The big, bright stars burn through their fuel, like hydrogen over a few hundred thousand years — which is a short time, astronomically speaking. The stars release their outer layers in rings of gas and dust. Then, they explode.

The Webb telescope glimpsed WR 124 during some of its first scientific observations in June 2022. The new image, released by NASA on Tuesday at the South by Southwest Conference in Austin, Texas, reveals unprecedented details in infrared light, which is invisible to the human eye.

The star, surrounded by a halo of glowing gas and dust, shines at the center of the image.

The Wolf-Rayet star observed by Webb is 30 times the mass of our sun, which has a mass of about 333,000 Earths. So far, WR 124 has shed about 10 suns' worth of material, creating the cool, glowing gas and cosmic dust seen in the image.

On Earth, dust is regarded as an annoyance that needs to be cleaned up. But cosmic dust across the universe swirls together with gas to form stars, planets and the very building blocks of life.

Astronomers are trying to understand why there is more dust in the universe than their theories can explain, and tools like the Webb telescope could shed new light on this astronomical ingredient.

The observatory can both see and see through dust using its observational capabilities in infrared wavelengths of light, including the brightness of the WR 124 star, the details of the gas surrounding it and the clumpy structure of the ejected stellar material in the halo.

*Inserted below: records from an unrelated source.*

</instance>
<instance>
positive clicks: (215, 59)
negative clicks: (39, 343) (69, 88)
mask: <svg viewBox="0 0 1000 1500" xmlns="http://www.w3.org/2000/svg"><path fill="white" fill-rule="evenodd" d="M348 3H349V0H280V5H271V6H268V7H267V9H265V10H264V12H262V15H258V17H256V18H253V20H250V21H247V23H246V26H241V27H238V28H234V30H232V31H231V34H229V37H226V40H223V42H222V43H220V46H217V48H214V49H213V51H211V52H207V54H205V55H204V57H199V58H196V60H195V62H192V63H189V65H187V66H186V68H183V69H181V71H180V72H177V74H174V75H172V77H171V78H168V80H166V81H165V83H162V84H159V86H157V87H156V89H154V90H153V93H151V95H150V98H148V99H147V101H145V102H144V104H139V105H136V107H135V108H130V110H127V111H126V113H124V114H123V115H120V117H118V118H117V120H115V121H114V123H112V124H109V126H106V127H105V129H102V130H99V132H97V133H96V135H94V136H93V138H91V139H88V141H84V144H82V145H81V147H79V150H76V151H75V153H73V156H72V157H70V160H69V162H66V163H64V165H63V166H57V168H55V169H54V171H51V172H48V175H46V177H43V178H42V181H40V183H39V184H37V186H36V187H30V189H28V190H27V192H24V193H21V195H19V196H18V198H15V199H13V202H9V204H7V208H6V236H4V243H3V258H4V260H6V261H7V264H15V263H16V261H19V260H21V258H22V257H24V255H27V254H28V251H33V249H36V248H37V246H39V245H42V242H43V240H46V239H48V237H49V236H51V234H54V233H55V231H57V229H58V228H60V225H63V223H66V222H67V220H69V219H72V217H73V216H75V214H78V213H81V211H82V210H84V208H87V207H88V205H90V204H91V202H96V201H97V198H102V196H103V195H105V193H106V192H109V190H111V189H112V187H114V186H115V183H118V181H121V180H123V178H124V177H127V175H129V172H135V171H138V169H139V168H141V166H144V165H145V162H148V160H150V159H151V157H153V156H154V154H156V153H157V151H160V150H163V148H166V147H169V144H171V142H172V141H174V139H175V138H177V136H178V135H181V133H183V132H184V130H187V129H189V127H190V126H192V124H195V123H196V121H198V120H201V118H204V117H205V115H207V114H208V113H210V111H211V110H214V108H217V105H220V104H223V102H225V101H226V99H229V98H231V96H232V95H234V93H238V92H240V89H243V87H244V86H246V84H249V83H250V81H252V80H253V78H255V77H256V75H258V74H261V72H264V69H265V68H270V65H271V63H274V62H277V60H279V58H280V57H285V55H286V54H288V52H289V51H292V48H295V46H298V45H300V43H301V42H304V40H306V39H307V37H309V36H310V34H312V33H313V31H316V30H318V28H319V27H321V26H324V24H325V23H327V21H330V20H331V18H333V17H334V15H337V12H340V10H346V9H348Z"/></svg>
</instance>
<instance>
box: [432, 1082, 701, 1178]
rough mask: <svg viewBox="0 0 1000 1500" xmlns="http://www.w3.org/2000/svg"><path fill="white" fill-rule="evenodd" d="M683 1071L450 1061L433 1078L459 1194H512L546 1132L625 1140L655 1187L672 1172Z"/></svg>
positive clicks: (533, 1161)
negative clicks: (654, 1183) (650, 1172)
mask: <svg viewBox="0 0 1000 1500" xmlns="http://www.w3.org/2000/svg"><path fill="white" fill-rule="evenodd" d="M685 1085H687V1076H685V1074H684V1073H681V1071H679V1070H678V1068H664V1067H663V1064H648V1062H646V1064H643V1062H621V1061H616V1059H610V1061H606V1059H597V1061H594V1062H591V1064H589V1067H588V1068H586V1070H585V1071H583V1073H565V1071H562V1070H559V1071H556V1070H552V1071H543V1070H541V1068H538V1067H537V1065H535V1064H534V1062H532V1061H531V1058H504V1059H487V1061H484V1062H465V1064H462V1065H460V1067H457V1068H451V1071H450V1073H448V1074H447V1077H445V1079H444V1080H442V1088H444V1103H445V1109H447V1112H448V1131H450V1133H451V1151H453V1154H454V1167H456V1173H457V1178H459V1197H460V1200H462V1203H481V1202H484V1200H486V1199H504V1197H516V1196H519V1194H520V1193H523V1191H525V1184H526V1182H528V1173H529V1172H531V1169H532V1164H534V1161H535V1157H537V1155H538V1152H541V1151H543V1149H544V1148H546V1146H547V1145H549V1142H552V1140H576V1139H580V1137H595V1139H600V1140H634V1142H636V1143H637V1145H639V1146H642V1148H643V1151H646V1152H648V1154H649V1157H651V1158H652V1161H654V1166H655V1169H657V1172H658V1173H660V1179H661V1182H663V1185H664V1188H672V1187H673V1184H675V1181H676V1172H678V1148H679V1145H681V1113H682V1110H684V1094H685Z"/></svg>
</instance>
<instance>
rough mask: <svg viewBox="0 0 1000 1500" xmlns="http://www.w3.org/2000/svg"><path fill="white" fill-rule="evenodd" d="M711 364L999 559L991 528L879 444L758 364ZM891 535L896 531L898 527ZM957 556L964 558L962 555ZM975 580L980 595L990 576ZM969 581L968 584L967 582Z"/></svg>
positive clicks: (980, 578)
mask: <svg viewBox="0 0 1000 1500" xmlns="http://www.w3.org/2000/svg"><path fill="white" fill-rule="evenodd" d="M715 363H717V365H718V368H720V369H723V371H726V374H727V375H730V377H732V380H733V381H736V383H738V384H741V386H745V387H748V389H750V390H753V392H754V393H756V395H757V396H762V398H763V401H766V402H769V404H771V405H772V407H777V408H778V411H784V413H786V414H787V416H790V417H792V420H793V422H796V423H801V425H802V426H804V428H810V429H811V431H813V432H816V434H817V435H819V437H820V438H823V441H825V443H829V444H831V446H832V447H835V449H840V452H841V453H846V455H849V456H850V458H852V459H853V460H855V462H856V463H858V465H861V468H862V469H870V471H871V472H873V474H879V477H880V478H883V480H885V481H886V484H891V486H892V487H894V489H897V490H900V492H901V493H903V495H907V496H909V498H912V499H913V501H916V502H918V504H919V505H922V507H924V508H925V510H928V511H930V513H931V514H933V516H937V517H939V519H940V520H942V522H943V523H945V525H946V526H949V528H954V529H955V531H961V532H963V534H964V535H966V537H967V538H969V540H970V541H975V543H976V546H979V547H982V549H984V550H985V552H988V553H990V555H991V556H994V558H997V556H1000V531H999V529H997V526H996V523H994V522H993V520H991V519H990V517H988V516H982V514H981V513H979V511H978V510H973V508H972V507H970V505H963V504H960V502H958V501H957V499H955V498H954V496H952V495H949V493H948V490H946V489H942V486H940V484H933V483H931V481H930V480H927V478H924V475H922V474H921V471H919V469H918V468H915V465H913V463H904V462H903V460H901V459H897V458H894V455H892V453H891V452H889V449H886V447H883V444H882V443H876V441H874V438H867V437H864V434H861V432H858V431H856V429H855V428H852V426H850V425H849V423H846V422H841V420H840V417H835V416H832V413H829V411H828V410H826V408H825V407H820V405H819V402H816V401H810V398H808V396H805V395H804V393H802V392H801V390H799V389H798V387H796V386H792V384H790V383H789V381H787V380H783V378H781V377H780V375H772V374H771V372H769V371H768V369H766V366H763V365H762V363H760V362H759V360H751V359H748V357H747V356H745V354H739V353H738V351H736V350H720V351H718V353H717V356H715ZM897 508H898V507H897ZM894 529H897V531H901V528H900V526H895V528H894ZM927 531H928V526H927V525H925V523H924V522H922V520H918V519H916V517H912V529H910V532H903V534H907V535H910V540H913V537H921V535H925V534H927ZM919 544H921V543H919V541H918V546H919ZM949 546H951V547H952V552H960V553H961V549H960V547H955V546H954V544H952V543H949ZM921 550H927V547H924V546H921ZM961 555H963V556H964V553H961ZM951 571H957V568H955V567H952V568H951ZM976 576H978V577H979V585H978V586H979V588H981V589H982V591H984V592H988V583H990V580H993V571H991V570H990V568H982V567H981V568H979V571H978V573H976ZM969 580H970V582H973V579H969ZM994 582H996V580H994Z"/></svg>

Studying stars like WR 124 with Webb helps astronomers understand what happened in the early days of the universe, when dying stars exploded and released heavy elements that ended up on Earth and inside our own bodies.

"At the end of a star's life, they shed their outer layers out into the rest of the universe," said Dr. Amber Straughn, astrophysicist at NASA's Goddard Space Flight Center and Deputy Project Scientist for the Webb telescope's science communications, at the conference.

"I think this is one of the most beautiful concepts in all of astronomy. This is Carl Sagan's stardust concept, the fact that the iron in your blood and the calcium in your bones was literally forged inside of a star that exploded billions of years ago. And that's what we're seeing in this new image. That dust is spreading out into the cosmos and will eventually create planets. And this is how we got here, in fact."